To remedy this situation, ensure all statistics are up-to-date and a maintenance plan is in place to keep them updated for user workloads. You can verify the accuracy of the statistics by following the steps outlined in Check statistics accuracy on a dedicated SQL pool.
Heavy IO workloads
Your overall workload might be reading large amounts of data.
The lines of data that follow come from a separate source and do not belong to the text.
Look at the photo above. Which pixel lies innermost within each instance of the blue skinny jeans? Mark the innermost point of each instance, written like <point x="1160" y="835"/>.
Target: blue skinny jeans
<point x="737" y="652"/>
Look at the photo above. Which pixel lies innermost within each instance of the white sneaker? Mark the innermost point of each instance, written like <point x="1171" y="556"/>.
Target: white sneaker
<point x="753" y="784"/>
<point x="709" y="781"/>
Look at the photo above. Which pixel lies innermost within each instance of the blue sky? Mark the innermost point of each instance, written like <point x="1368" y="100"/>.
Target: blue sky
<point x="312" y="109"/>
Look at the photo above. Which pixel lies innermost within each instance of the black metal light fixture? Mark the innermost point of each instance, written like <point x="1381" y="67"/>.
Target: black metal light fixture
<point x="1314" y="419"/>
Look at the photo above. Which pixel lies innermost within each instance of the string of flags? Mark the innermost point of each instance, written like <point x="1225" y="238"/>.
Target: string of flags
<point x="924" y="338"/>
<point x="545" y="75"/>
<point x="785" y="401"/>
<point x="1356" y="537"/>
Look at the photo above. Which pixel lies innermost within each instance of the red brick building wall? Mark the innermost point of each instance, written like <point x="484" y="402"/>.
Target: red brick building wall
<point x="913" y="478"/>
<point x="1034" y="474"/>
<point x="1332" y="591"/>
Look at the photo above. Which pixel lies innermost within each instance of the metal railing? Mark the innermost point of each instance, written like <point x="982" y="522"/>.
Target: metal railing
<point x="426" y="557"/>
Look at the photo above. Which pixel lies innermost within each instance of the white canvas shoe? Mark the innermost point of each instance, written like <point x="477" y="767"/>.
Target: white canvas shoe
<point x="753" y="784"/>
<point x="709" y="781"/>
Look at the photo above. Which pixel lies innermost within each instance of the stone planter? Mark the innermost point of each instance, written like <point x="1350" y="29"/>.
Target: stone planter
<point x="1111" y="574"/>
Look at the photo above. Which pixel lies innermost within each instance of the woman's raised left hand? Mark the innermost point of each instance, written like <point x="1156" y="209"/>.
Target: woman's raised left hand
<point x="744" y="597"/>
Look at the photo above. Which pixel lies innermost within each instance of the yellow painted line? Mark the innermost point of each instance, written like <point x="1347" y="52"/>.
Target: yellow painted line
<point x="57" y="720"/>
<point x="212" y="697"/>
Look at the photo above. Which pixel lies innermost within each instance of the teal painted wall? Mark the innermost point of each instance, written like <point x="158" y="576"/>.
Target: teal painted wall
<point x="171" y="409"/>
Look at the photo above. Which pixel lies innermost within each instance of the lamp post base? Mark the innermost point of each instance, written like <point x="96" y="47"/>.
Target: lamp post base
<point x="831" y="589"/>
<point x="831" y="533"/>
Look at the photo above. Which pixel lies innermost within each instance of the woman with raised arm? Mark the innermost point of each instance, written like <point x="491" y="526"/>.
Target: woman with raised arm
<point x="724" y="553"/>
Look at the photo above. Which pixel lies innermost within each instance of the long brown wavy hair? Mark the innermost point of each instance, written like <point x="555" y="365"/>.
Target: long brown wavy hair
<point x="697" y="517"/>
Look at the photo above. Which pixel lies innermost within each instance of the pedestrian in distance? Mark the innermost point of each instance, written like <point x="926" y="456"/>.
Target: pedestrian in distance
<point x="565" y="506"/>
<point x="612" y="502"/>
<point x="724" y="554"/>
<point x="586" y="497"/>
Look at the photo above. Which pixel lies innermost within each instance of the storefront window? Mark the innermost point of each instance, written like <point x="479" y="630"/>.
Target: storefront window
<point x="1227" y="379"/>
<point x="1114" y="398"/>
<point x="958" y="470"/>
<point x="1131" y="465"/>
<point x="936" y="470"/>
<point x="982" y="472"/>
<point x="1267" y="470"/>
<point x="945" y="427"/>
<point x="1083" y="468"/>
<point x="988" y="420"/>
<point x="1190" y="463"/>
Synapse dedicated SQL pools scale resources in accordance with the DWU. In order to achieve better performance, consider either or both:
- Utilizing a larger resource class for your queries.
- Increase compute resources.
CPU, Parallelism
| Scenario | Mitigation | 
|---|---|
| Poor CCI Health | Assess and correct clustered columnstore index health in a dedicated SQL pool | 
| User queries contain transformations | Move all formatting and other transformation logic into ETL processes so the formatted versions are stored | 
| Workload improperly prioritized | Implement workload isolation | 
| Insufficient DWU for workload | Consider increasing compute resources | 
Network IO
If the issue occurs during a RETURN operation in Step 2,
- Reduce the number of concurrent parallel processes.
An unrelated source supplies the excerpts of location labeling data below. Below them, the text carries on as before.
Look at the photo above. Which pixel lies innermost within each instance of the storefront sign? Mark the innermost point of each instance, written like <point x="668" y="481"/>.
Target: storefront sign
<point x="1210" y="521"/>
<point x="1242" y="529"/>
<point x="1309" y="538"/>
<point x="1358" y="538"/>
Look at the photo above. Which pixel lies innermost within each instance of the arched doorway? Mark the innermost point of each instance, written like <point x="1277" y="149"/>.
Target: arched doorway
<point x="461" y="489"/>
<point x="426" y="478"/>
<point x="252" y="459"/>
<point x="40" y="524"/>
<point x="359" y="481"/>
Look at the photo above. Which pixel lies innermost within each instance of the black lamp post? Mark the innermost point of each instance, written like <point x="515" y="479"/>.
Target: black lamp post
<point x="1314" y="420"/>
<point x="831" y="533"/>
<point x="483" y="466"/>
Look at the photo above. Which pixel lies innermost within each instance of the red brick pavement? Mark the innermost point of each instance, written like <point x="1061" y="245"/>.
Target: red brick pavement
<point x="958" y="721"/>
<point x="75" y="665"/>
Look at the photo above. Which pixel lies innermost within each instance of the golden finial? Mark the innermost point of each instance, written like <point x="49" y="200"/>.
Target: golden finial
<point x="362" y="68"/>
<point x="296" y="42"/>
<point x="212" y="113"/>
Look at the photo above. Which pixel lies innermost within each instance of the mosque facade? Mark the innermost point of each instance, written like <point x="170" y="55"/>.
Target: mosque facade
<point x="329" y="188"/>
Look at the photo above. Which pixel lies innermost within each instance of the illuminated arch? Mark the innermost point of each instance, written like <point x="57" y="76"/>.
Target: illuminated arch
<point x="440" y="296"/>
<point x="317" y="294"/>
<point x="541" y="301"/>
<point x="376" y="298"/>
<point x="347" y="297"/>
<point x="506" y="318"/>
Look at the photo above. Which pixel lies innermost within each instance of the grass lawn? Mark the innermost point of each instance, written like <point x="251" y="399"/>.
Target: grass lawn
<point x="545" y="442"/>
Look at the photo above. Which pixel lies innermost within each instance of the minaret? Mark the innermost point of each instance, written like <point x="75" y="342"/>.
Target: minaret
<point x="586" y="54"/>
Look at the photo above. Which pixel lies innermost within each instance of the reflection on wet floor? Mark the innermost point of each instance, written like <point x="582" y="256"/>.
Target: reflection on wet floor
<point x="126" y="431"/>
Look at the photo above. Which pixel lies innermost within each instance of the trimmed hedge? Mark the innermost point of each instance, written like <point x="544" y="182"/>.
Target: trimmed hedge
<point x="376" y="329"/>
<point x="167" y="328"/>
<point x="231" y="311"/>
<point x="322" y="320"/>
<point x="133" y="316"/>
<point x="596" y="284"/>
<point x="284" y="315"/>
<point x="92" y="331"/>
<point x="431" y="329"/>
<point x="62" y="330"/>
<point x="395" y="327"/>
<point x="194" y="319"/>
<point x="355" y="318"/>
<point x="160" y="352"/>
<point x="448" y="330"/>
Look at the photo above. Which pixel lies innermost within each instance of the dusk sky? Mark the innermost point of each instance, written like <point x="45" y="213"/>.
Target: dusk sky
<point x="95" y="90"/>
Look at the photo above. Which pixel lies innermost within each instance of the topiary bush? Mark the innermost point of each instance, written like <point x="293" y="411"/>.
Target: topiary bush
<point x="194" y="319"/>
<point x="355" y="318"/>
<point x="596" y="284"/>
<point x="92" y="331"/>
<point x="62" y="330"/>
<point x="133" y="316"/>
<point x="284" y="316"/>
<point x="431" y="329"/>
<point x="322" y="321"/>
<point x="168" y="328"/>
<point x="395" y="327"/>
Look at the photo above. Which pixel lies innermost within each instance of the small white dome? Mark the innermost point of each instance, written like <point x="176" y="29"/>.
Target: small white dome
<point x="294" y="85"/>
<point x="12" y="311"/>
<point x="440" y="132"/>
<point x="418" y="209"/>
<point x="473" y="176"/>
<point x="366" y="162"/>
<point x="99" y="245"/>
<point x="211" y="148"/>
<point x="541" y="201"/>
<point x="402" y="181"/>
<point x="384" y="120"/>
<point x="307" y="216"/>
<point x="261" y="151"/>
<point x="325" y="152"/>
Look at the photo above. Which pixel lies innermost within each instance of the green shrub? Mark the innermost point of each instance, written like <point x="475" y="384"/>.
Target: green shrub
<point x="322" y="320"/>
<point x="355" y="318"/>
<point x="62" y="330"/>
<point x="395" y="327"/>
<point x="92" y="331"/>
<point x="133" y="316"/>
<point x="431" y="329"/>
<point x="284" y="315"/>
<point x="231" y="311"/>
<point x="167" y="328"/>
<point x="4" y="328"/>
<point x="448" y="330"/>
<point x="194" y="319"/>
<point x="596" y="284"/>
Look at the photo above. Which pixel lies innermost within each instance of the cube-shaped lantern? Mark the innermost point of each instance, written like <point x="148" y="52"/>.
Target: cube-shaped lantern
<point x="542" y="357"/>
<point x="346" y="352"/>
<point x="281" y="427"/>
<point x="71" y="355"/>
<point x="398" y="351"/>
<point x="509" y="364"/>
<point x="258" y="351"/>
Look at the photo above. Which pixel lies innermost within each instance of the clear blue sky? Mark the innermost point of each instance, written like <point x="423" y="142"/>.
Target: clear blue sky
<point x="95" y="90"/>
- Scale out the most affected process to another client.
For all other data movement operations, it's probable that the network issues appear to be internal to the dedicated SQL pool. To attempt to quickly mitigate this issue, follow these steps:
- Scale your dedicated SQL pool to DW100c
- Scale back to your desired DWU level
SQL CLR
Avoid frequent use of the FORMAT() function by implementing an alternate way of transforming the data (for example, CONVERT() with style).